There are plenty of problems with this theory. For starters, you can’t start with a theory like sola fide, and determine which books of the Bible are in or out based upon that. That was Luther’s criterion for determining whether or not to include books like Tobit, but also books like the Epistle of James, which virtually all Christians today accept. If you do that, your theory of justification isn’t based on the Bible: your Bible is based on your theory of justification. So a true subservience to Scripture as God’s word would require an open-mindedness on this point. If this is Scripture, then perhaps interpretations which contradict it, like sola fide, need to be changed. After all, sola fide isn’t God-breathed. Holy Scripture is.

But second, is Tobit really saying you can buy your way to Heaven, or work your way to Heaven? Of course not. The message here is little different than that of Proverbs 19:17, “One who is gracious to a poor man lends to the LORD, And He will repay him for his good deed.” Or better yet, Jesus’ statement in Matthew 19:21-22. A rich man comes to him and asks how to get to Heaven.
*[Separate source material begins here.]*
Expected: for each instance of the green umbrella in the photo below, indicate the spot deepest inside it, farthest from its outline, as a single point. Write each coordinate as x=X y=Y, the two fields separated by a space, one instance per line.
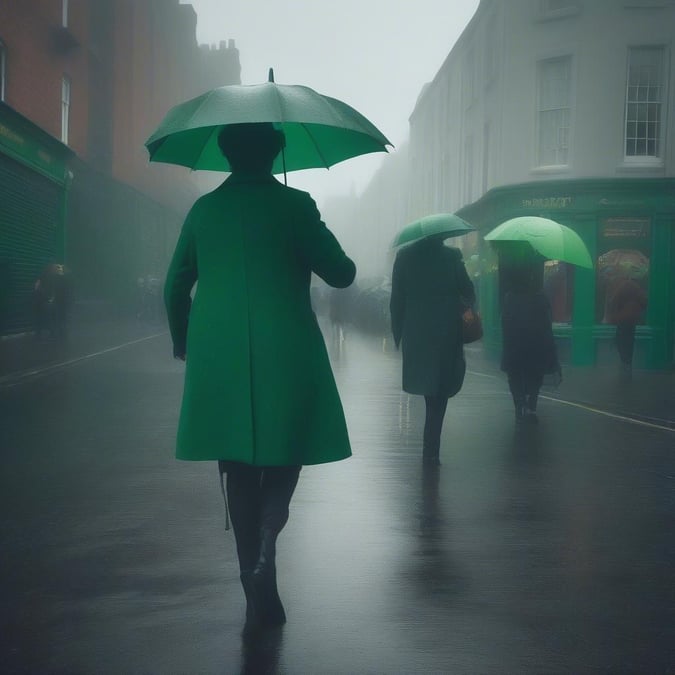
x=447 y=224
x=320 y=131
x=549 y=238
Jesus asks him if he’s following the Law; he is. Then Jesus says: “If you want to be perfect, go, sell your possessions and give to the poor, and you will have treasure in heaven. Then come, follow me.” When the young man heard this, he went away sad, because he had great wealth. See also the parallel account in Mark 10:17-23. Taken in isolation, the way that certain Protestants do with Tobit 12:9, Jesus is saying, “you can earn your way to Heaven, just pay 100% of your worldly goods.” In fact, even before he gets to the “come follow Me” stage, the man who gives away this 100% already will a treasure in Heaven (since that treasure precedes the following of Christ given His particular syntax). But of course Jesus isn’t saying, “you don’t have to follow Me, you just have to give lots of money away.” He’s saying that giving everything you have to the poor because of Him is a form of faithful obedience, the sort of Faith/Works combo that saves you.

No one who hears that would give everything they had unless they believed; and not just a little (like the man in the passage), but a lot. Believed so much that they were willing to give everything up for Jesus’ name. That’s a work, yes, but it’s also an act of faith.

So the message in Tobit is identical to the message of Christ on this point. If anything, it shows that Tobit is harmonious with the Gospel message. If it’s a reason to do anything, it’s a reason to trust the Deuterocanon.


  1. I’m surprised you don’t mention Luke 11:41 “But rather give alms of such things as ye have; and, behold, all things are clean unto you.” Where Jesus literally teaching exactly the same as Tobit and Sirach. Only, he seems to limit the atonement provided by alms to the ceremonial law or kosher law. But I think even in the Deuterocanon that’s more or less implied. Obviously they’re not talking about alms making atonement for adultery or murder (since the OT puts one to death for those).